Au seuil de la « folie Berlioz » annoncée pour 2003, bicentenaire du plus célèbre des compositeurs français, l'année 2002 n'a pas eu de ligne de force, mais confirme, malgré la défection de plus en plus sensible des médias et des édiles politico-financiers, combien la musique est vivante.

Musique 2002, année de transition ?

Bruno Serrou
Académie Charles Cros

La fin de l'année a néanmoins été surtout placée sous le signe des aventures de l'Orchestre de Paris, qui, après une implantation réussie au Théâtre Mogador, s'est vu condamné à l'errance dans les deux mois qui ont suivi, son lieu d'accueil étant occupé par un spectacle dit « de Noël ». Conférences de presse, pétitions, menaces de démission du directeur musical Christoph Eschenbach, qui rappelaient les promesses électorales de création d'une salle de concerts digne de la vie musicale parisienne, ont fusé de toute part. À suivre dans les prochains mois...

Quarante ans de Percussions de Strasbourg

Les Percussions de Strasbourg : plus de 700 instruments

Le millésime 2002 s'est ouvert sur le quarantième anniversaire d'un ensemble, les Percussions de Strasbourg, qui a donné à la percussion ses lettres de noblesse, la rendant apte à la musique de chambre, et suscitant quantité d'œuvres nouvelles. Riche de plus de 700 instruments, panoplie qui s'élargit au fur et à mesure des tournées dans le monde, l'ensemble crée chaque année une dizaine d'œuvres nouvelles. Autre anniversaire, les vingt ans de la Péniche Opéra. Fondée en 1982 par Mireille Larroche, cet opéra-studio amarré sur les berges du canal Saint-Martin à Paris reste fidèle à son concept originel, travailler sur l'opéra, genre considéré désuet à l'époque, et lui associer le théâtre musical. Depuis lors, ce lieu a présenté 132 productions de 95 compositeurs pour 150 levers de rideaux par an, auxquels il convient d'ajouter accueils, « coups de cœur », résidences d'artistes. Ce lieu magique qui exhale une odeur de mazout se voue également à une réflexion sur la création, non seulement contemporaine mais aussi sur le répertoire et les œuvres oubliées ou jugées surannées. Aujourd'hui dirigée par un collège d'artistes, la Péniche Opéra est aussi en résidence à l'Opéra-Comique.

Mieux que Paris

L'Opéra de Nancy a inscrit à son répertoire Jenufa de Janácek.

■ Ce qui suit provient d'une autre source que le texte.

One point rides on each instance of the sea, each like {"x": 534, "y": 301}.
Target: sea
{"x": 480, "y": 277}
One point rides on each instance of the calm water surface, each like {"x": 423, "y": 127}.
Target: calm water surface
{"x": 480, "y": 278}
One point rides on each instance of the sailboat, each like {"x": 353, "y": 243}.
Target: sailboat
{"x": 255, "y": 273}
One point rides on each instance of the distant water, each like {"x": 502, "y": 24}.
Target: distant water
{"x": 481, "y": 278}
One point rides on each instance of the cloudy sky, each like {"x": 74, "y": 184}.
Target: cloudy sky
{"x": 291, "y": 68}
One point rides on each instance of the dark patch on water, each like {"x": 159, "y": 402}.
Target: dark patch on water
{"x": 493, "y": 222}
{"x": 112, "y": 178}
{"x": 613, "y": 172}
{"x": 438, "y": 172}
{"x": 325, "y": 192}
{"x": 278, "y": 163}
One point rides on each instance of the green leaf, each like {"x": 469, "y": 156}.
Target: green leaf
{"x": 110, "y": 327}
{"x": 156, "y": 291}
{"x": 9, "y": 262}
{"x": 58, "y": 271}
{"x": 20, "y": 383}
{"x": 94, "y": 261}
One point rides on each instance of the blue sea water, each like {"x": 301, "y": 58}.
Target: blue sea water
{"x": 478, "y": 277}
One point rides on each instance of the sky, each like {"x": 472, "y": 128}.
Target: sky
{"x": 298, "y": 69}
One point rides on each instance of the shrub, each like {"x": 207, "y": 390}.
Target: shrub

C'est de province que sont venues les initiatives les plus originales. L'Opéra de Nantes ouvrait l'année avec les Soldats de Manfred Gurlitt, opéra inédit en France. Cinq ans après l'Opéra de Rouen, avec un Wozzeck adapté en 1923 de la même pièce de Georg Büchner que celui de Berg, Gurlitt a connu à Nantes sa seconde création française avec un titre tout aussi fameux, la pièce éponyme de Jakob Lenz dont devait aussi s'inspirer l'opéra de Bernt Aloïs Zimmermann en 1965. Quoique célèbre dans les années 1920, ce compositeur berlinois classé « dégénéré » par les nazis s'est non seulement vu interdire l'accès à toute charge publique et exécution de ses oeuvres, mais il a en outre joué de malchance en choisissant l'exil au Japon, alors allié de l'Allemagne hitlérienne, où il mourra oublié en 1972. En outre, sa musique puise dans tous les styles accessibles en son temps, ce qui le rend d'autant plus actuel, puisque les jeunes compositeurs se trouvent aujourd'hui plus ou moins dans la même situation que lui, Gurlitt utilisant les langages dont il a besoin selon ce qu'il désire exprimer.

Idée a priori saugrenue que de mettre en scène une œuvre qui n'a pas été conçue pour la scène, surtout lorsqu'elle est aussi dense et évocatrice que le Chant de la Terre de Gustav Mahler. C'est à un Japonais que l'Opéra de Rouen a confié cette adaptation qui ne présageait rien de bon. Pourtant, ici, nulle trahison. Sans doute pour partie en raison du choix de la version porté non pas sur l'original, mais sur un arrangement pour treize instruments de Schönberg, complété en 1983 par R. Riehn. Mais c'est principalement la mise en scène de Yoshi Oïda qu'il faut saluer tant elle s'avère d'une finesse et d'une intelligence remarquables, s'épanouissant dans la scénographie de Tom Schenk qui évoque un mélancolique jardin japonais où se meut un couple déchiré qui se retrouve autour de la dépouille de sa fille, dont la cérémonie funèbre est célébrée par des moines bouddhistes.